Danach kommt es im Kapitel „Maß, Zahl, Geometrie“ wieder zu einer Annäherung an die strenge, das Bankgeschäft beherrschende Ordnung. Wie erquickend das Spiel mit Zahlen, Takten oder Anordnungen sein und wie ausgeklügelte Farb- und Formrelationen Schönheitsideale mitbestimmen können, unterstreichen Bilder von Max Bill, Hard Edge-Malereien von Georg Karl Pfahler oder László Moholy-Nagys geometrische Konstruktion „QXX“ aus dem Jahr 1923. Die unter dem Titel „Nähe und Ferne“ versammelten Werke schließen die Auswahl.
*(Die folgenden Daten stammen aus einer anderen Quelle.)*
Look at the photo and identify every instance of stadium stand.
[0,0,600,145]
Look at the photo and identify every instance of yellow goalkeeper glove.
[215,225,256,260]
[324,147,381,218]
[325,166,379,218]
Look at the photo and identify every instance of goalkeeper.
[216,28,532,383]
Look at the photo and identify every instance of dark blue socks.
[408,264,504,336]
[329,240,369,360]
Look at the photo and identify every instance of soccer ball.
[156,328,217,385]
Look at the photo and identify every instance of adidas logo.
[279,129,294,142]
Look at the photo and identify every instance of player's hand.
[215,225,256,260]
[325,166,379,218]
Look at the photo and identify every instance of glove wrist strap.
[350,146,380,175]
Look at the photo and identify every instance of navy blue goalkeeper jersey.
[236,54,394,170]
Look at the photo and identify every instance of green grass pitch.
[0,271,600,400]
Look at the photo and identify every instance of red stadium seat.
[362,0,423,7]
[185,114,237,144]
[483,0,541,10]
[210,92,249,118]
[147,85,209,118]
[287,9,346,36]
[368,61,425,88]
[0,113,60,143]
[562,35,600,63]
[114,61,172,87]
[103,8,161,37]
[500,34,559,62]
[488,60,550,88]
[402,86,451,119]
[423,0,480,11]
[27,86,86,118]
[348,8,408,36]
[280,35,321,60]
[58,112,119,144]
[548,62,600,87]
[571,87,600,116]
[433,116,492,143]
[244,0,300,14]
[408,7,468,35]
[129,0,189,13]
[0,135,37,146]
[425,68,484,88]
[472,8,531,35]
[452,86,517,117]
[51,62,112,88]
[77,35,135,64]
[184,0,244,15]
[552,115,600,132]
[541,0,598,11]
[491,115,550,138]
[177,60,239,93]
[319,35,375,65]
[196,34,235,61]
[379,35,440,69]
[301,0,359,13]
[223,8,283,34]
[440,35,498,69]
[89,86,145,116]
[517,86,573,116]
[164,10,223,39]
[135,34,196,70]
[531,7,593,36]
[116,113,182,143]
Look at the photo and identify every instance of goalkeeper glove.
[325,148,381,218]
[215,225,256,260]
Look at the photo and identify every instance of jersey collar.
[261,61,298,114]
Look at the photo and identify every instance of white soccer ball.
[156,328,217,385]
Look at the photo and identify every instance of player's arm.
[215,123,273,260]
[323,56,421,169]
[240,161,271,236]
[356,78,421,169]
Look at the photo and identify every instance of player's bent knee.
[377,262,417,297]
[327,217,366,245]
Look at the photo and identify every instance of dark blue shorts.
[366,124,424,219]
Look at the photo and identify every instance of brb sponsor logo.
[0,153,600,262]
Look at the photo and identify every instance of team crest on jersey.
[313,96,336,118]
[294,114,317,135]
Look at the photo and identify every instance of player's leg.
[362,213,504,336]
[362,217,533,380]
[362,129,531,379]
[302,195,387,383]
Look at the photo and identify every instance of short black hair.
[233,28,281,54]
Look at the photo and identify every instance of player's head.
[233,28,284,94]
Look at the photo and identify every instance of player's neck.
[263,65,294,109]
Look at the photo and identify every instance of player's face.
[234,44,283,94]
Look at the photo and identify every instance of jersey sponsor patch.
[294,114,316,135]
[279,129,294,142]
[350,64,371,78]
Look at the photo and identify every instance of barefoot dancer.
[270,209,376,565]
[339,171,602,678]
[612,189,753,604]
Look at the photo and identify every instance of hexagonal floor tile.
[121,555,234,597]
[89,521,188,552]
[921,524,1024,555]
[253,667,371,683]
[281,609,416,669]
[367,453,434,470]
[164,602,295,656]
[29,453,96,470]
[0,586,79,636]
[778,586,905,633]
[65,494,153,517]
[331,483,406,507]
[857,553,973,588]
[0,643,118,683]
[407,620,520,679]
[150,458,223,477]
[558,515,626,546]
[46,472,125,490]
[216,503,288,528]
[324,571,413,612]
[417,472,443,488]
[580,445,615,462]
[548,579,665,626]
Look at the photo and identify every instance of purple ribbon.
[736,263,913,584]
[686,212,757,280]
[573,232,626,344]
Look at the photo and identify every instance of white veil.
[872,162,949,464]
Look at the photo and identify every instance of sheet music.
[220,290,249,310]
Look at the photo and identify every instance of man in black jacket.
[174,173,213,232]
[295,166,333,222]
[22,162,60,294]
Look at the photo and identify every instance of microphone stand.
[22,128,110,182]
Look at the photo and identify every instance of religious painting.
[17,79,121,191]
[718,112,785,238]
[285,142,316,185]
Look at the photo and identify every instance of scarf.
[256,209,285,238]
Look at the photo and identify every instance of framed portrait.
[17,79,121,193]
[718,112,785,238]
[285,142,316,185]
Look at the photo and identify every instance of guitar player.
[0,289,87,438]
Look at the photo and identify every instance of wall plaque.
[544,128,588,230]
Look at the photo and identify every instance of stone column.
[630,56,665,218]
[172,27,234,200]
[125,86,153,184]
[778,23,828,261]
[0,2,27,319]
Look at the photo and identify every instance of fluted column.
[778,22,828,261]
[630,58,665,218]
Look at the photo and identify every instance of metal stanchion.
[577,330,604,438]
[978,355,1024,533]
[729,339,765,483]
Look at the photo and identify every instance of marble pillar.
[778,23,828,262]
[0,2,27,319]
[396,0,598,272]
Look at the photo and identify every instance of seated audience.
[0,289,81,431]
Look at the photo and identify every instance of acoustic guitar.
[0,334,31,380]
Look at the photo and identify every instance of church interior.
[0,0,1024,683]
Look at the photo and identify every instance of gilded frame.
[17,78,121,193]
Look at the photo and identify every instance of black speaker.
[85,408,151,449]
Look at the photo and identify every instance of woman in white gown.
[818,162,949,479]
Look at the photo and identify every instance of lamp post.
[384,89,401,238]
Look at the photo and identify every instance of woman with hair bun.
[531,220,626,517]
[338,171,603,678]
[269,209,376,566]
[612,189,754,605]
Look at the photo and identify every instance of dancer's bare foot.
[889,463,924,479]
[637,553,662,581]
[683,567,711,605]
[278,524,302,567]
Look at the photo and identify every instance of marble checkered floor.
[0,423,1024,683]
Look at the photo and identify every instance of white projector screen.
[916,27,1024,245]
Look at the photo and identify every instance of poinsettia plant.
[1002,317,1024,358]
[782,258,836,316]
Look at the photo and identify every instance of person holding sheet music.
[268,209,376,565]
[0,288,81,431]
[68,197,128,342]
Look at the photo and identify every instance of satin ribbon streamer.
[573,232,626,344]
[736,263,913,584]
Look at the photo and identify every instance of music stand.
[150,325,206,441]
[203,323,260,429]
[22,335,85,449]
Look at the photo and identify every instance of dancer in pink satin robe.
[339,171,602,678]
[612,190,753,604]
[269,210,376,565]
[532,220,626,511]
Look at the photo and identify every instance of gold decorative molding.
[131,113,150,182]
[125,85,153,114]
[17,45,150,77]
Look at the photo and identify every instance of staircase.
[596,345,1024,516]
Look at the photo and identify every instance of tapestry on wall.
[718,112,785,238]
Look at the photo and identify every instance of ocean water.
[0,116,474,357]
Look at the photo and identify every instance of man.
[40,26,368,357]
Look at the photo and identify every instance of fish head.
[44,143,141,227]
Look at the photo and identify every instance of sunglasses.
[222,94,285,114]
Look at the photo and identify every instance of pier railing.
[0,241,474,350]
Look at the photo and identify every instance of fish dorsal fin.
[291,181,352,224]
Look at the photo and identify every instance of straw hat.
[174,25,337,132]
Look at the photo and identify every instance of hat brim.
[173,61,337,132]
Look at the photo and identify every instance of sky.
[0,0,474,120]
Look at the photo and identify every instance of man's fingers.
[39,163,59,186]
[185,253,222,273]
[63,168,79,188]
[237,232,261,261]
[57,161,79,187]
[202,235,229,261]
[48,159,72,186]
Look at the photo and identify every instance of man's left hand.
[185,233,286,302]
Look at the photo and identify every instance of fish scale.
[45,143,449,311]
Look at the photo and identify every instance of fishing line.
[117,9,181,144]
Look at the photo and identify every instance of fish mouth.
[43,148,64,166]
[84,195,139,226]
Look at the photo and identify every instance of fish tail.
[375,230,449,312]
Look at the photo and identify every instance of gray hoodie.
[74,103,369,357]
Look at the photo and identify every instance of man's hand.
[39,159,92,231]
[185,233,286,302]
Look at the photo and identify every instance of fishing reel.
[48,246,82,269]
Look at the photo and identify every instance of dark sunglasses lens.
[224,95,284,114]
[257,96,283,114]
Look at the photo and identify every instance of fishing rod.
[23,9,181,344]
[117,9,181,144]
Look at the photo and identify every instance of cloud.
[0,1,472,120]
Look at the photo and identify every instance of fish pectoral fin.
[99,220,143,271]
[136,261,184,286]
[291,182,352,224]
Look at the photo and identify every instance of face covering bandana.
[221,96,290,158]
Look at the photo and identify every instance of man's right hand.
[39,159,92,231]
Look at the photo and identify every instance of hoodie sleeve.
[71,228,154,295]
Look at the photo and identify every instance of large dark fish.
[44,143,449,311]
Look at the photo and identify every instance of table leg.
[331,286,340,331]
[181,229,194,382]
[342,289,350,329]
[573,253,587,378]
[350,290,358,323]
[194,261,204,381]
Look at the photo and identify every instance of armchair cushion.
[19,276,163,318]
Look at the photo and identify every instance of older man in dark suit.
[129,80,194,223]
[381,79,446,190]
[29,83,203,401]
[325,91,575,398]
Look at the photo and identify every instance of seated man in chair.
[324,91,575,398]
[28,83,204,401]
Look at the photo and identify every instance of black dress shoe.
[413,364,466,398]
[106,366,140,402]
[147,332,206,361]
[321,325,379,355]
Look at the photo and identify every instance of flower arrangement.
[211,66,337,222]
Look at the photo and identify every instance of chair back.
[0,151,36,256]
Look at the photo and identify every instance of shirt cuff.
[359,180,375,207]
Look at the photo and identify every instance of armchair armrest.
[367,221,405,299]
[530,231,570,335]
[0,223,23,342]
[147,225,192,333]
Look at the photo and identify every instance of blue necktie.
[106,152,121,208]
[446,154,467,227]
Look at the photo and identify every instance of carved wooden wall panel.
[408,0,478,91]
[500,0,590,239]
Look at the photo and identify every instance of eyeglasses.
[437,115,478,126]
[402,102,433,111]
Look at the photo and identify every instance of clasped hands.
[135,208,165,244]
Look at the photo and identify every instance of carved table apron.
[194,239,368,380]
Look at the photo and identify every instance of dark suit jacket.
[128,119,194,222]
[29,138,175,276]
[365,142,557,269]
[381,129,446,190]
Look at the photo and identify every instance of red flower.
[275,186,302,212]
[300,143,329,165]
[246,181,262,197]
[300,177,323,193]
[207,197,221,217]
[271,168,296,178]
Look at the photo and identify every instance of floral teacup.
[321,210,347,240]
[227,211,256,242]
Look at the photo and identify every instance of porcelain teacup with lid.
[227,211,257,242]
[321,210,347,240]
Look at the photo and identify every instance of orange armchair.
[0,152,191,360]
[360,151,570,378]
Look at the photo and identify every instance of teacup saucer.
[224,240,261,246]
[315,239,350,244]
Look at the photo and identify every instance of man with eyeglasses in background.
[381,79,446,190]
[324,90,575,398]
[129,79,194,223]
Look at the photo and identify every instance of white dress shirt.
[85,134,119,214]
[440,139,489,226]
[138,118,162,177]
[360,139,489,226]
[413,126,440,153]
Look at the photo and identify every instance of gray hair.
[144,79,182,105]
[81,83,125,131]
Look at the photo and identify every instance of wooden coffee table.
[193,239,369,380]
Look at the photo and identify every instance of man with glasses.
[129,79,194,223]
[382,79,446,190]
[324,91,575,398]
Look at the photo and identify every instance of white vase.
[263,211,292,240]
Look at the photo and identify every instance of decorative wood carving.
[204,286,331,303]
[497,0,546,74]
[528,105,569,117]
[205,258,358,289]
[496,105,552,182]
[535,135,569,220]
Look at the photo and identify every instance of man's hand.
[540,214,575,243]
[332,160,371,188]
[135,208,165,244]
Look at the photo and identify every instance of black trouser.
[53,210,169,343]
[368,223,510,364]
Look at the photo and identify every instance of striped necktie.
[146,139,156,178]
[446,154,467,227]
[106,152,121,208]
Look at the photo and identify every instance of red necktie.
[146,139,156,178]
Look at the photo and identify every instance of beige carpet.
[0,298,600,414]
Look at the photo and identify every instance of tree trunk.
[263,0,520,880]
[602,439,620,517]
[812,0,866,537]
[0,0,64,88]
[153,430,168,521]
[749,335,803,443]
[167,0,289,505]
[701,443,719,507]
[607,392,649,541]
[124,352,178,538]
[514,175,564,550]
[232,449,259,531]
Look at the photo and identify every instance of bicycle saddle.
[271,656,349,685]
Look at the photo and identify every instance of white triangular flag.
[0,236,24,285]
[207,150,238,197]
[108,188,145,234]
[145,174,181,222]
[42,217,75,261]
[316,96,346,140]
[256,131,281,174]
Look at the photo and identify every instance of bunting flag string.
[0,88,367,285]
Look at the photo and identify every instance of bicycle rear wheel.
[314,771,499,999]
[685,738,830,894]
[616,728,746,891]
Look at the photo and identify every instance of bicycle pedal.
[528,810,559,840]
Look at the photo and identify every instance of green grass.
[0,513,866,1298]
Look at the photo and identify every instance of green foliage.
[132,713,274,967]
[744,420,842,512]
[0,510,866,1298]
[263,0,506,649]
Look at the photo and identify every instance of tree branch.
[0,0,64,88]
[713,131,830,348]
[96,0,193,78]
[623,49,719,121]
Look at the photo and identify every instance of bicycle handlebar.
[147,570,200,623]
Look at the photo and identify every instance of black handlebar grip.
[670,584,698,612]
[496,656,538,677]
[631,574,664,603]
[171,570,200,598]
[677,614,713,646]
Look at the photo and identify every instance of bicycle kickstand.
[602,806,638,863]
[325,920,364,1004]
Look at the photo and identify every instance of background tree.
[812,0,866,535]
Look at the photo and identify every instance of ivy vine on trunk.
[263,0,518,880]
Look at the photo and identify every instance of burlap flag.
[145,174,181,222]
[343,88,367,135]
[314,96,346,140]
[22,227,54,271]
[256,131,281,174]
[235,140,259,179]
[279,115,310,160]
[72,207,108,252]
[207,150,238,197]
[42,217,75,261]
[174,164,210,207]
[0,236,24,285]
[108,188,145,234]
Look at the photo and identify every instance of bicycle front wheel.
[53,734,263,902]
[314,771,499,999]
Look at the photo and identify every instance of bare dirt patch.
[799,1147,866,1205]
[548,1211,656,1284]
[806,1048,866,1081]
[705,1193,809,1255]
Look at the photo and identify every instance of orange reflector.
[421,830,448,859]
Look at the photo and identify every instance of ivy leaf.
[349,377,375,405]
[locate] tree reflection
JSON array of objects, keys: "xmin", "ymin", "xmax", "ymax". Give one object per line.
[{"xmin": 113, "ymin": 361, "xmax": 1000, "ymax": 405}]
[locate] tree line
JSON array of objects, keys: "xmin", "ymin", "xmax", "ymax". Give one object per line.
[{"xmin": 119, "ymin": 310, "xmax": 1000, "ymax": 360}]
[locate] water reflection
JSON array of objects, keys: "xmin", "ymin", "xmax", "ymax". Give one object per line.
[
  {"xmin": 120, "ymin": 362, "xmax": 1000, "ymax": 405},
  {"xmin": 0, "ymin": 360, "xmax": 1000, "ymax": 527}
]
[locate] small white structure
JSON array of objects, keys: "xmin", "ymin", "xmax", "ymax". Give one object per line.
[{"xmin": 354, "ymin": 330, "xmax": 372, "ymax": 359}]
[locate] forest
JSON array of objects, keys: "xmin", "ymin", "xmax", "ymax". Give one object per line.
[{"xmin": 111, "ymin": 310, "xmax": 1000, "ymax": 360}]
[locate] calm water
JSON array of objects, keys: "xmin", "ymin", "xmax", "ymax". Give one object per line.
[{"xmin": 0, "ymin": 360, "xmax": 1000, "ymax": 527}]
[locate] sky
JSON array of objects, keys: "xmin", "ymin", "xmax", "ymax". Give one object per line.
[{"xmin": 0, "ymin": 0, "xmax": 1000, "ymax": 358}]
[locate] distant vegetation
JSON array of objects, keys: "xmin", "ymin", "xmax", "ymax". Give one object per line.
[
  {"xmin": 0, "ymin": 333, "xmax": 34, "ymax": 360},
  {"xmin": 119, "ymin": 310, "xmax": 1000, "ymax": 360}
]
Im Mittelpunkt steht Bogomir Eckers Installation „Was ein Foto verschweigt“ von 2006 mit einer scheinbar hölzernen, aber in Aluminium gegossenen Lochkamera und fünf Zeitungsretuschen. Auch das Foto „Waldeslust 82“ von Anna und Bernhard Blume aus dem Jahr 2000 versucht humorvoll, Präsenz und Entrücktheit in ein Verhältnis zu bringen. Gerade dieser Schlussakkord soll den Besucher dazu anregen, über das Hier und Jetzt sowie die Zukunft intensiver nachzudenken.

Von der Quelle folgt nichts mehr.